In [68]:
## required libraries ##

In [10]:
import pandas as pd
import torch
import torch.nn as nn
import torch.nn.functional as F
import numpy as np
from datetime import datetime, timedelta
import os
import logging
from entmax import sparsemax


In [11]:
# Set device
# Set up logging

In [12]:
device = torch.device('cuda' if torch.cuda.is_available() else 'cpu')
logging.basicConfig(filename='outliers.log', level=logging.INFO,
                    format='%(asctime)s - %(message)s')

In [13]:
# Data Preprocessing

In [14]:
def load_and_preprocess_data(file_paths, seq_len=10, date_column='Date', feature_columns=['Open', 'Close', 'High', 'Low']):
    dfs = []
    for file in file_paths:
        df = pd.read_excel(file)
        df.columns = df.columns.str.strip().str.lower()
        required_columns = [date_column.lower()] + [col.lower() for col in feature_columns]

        def convert_date(date):
            if isinstance(date, (int, float)):
                base_date = datetime(1899, 12, 30)
                return pd.to_datetime(base_date + timedelta(days=date))
            elif isinstance(date, pd.Timestamp):
                return date
            else:
                return pd.to_datetime(date, errors='coerce')

        df['date'] = df['date'].apply(convert_date)
        df = df.set_index('date')

        for col in feature_columns:
            df[col.lower()] = df[col.lower()].round(2)

        if 'volume' in df.columns:
            df = df[df['volume'] != 0]
            df = df.drop(columns=['volume'])

        df = df[required_columns[1:]].dropna()
        dfs.append(df)

    common_dates = pd.concat([df[['close']] for df in dfs], axis=1).dropna().index
    dfs = [df.loc[common_dates] for df in dfs]

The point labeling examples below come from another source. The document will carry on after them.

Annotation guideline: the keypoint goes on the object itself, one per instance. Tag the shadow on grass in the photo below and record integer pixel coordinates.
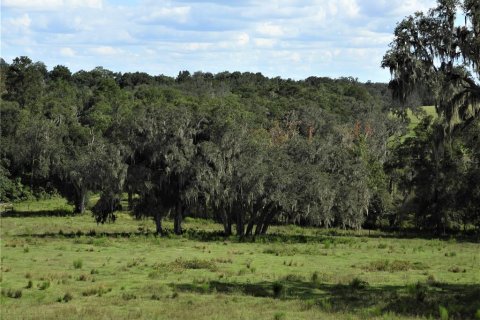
(461, 301)
(41, 213)
(216, 236)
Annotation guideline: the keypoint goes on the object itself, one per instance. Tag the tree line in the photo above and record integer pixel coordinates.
(247, 150)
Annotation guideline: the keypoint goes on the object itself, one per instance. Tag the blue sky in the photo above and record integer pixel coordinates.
(287, 38)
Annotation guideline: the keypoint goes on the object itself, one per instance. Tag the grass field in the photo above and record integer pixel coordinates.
(59, 266)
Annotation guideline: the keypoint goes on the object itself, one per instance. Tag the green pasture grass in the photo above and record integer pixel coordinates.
(68, 267)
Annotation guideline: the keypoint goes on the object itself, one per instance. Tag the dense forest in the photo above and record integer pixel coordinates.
(240, 148)
(248, 151)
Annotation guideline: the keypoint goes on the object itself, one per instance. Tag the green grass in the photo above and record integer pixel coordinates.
(76, 269)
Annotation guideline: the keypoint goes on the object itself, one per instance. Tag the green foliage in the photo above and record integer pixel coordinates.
(77, 263)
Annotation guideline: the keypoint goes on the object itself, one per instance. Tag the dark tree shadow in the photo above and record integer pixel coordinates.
(420, 300)
(41, 213)
(196, 234)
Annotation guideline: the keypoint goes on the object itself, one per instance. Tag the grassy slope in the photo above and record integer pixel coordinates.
(294, 274)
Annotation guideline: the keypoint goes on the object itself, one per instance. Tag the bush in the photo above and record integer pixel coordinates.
(278, 289)
(389, 266)
(358, 284)
(443, 313)
(44, 285)
(279, 316)
(418, 291)
(194, 263)
(128, 296)
(67, 297)
(77, 264)
(15, 294)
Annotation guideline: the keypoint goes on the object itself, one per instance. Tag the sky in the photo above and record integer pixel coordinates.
(287, 38)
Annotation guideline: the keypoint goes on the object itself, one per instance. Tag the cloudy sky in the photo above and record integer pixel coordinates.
(287, 38)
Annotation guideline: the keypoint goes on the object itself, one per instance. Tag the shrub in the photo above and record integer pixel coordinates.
(389, 266)
(358, 284)
(128, 296)
(456, 269)
(99, 291)
(324, 304)
(67, 297)
(15, 294)
(77, 264)
(82, 277)
(44, 285)
(194, 263)
(418, 291)
(477, 314)
(279, 316)
(278, 289)
(443, 313)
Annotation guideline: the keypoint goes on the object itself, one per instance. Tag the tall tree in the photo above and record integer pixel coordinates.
(430, 51)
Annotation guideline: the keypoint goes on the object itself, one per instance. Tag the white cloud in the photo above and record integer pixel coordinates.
(264, 42)
(290, 38)
(270, 29)
(67, 52)
(106, 50)
(194, 46)
(22, 22)
(179, 14)
(52, 4)
(243, 39)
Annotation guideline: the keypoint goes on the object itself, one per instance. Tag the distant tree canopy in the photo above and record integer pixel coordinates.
(430, 51)
(243, 149)
(434, 53)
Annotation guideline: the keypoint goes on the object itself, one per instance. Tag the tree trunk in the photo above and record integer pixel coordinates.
(80, 200)
(250, 225)
(227, 226)
(268, 221)
(177, 222)
(158, 223)
(240, 225)
(130, 200)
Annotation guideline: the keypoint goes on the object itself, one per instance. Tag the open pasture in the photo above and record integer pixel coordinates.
(59, 266)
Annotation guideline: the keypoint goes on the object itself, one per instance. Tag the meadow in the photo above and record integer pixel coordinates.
(56, 265)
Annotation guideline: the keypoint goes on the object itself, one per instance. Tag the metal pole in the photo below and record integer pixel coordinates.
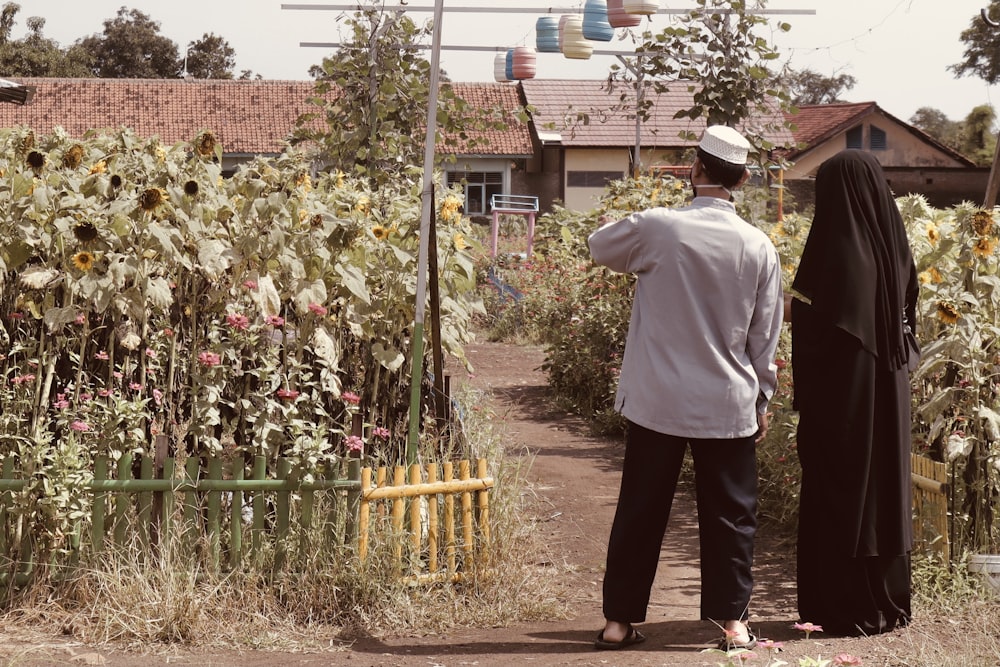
(417, 363)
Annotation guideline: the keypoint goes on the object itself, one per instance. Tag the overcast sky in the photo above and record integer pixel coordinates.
(898, 50)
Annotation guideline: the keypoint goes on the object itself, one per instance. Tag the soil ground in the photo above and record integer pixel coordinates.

    data = np.stack([df[[col.lower() for col in feature_columns]].values for df in dfs], axis=1)
    sequences = [data[i:i + seq_len] for i in range(len(data) - seq_len + 1)]
    sequences = torch.tensor(np.array(sequences), dtype=torch.float32).to(device)
    print(f"Final sequence tensor shape: {sequences.shape}")
    return sequences

In [15]:
# Dilated Causal Convolution Layer

In [16]:
class DCC(nn.Module):
    def __init__(self, in_channels, out_channels, kernel_size, dilation):
        super(DCC, self).__init__()
        self.conv = nn.Conv1d(in_channels, out_channels, kernel_size,
                              padding=(kernel_size - 1) * dilation, dilation=dilation)
        self.kernel_size = kernel_size
        self.dilation = dilation

    def forward(self, x):
        x = self.conv(x)
        padding = (self.kernel_size - 1) * self.dilation
        x = x[:, :, :-padding] if padding > 0 else x
        return F.relu(x)

In [17]:
# Graph Attention Layer

In [18]:
class GATLayer(nn.Module):
    def __init__(self, in_features, out_features, dropout=0.1):
        super(GATLayer, self).__init__()
        self.Wg = nn.Linear(in_features, out_features, bias=False)
        self.Wa = nn.Linear(2 * in_features, 1, bias=False)
        self.dropout = nn.Dropout(dropout)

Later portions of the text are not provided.